Date: 9th, 10th and 11th October, 12.30 - 14.30 and 16.30 - 18.30
Location: Gold Caravan, River Walkway outside Tate Modern, SE1 9TG
This event has now ended.
The public were asked to make an appointment with the helpful hostesses to retrieve a half-forgotten moment from a past, they may well have had. Each appointment lasted ten minutes and starred you at a critical tipping point in your life, with supporting roles played by Emma and Rachel. Refreshing, gently provocative and was extremely funny.
The Department of Unreliable Memoirs took place in a tiny office aka the gold caravan, a government department that time and economic rationalism forgot. It furnished a single audience member with an intimate, playful and immersive encounter. Created and hosted by Rachel Blackman and Emma Kilbey, The Department invoked and unlocked the world of the imagination; which had no currency or financial value but was limitless, profound and enriching.
About Stillpoint Theatre:
Stillpoint produces the work of Rachel Blackman with a core team of collaborators and associates. Geoff Hense is head of Technical Management, Emma Kilbey and Emma Roberts are regular collaborators and Stillpoint is produced by Lucy Moore. They create powerful theatre that combines integral physical language with mischievous humour and cinematic intimacy.

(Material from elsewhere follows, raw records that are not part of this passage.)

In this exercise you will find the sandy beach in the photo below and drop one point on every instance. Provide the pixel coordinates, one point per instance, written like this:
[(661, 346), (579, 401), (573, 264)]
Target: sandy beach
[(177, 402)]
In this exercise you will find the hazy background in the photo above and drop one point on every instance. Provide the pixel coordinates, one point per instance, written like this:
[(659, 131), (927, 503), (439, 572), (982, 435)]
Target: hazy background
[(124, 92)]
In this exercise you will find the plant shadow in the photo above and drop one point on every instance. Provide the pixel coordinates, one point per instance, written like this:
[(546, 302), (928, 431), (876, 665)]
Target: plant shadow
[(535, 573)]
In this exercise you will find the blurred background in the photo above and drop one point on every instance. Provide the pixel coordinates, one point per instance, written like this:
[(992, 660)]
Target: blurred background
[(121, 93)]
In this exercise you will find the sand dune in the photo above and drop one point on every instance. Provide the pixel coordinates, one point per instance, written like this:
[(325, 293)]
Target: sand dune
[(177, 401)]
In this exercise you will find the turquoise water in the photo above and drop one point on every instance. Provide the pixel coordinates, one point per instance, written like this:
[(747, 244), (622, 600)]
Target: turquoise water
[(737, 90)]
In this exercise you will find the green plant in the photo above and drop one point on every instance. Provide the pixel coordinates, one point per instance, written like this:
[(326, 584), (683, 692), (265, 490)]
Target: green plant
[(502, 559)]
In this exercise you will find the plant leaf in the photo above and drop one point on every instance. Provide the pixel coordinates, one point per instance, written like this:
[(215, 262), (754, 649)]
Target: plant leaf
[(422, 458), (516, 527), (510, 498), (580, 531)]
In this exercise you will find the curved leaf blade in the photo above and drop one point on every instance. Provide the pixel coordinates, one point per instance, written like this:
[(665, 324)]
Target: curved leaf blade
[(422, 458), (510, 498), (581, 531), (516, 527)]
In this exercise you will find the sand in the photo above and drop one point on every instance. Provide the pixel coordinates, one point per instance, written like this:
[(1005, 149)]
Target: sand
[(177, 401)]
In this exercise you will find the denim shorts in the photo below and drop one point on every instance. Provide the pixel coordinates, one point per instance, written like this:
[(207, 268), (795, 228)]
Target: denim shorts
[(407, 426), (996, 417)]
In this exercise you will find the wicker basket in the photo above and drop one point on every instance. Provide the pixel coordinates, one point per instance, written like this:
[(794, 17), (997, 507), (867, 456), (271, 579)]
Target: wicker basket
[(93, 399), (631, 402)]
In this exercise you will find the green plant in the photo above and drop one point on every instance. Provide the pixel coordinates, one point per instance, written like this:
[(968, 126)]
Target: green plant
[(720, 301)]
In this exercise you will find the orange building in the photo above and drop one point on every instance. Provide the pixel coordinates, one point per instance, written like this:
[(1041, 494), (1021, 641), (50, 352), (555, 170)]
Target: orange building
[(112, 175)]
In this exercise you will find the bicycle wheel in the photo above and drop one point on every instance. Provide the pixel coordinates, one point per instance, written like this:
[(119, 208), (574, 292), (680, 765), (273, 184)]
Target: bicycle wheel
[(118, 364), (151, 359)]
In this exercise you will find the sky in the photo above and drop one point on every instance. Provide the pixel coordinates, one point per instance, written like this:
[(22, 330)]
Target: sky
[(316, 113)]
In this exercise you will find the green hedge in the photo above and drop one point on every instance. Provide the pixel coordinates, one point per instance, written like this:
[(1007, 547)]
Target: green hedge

Rachel Blackman is an award winning performer, actress, theatre maker and Artistic Director of Stillpoint. She created and performed the critically acclaimed Triptych: Three Attempts at Love for the Brighton Festival and Fringe in 2011. In May 2012, Rachel and long time Stillpoint collaborator Emma Kilbey premiere their micro project The Department of Unreliable Memoirs (DUM) as part of The Nightingale Theatre’s Dip Your Toe Programme at the Brighton Fringe Festival and then again as part of Campsite at the PULSE and Greenwich Festivals in Summer 2012.
Rachel trained (WAAPA) and worked as an actress in Australia before relocating to England where she is now based. Recent credits include Billy Cowie’s Ghosts in the Machine, the improvised Katy & Rach (Jibba Jabba Productions), the Ornate Johnson’s The Ministry of Biscuits and Mississippi, she also played Charra in Matrix Revolutions (Time Warner, AOL). Earlier solo work, Aperture won best script at the Sydney Fringe Festival for TRS and an ABC Radio National commission. Rachel lives in Brighton, England with her quixotic boyfriend and uncommonly relaxed cat.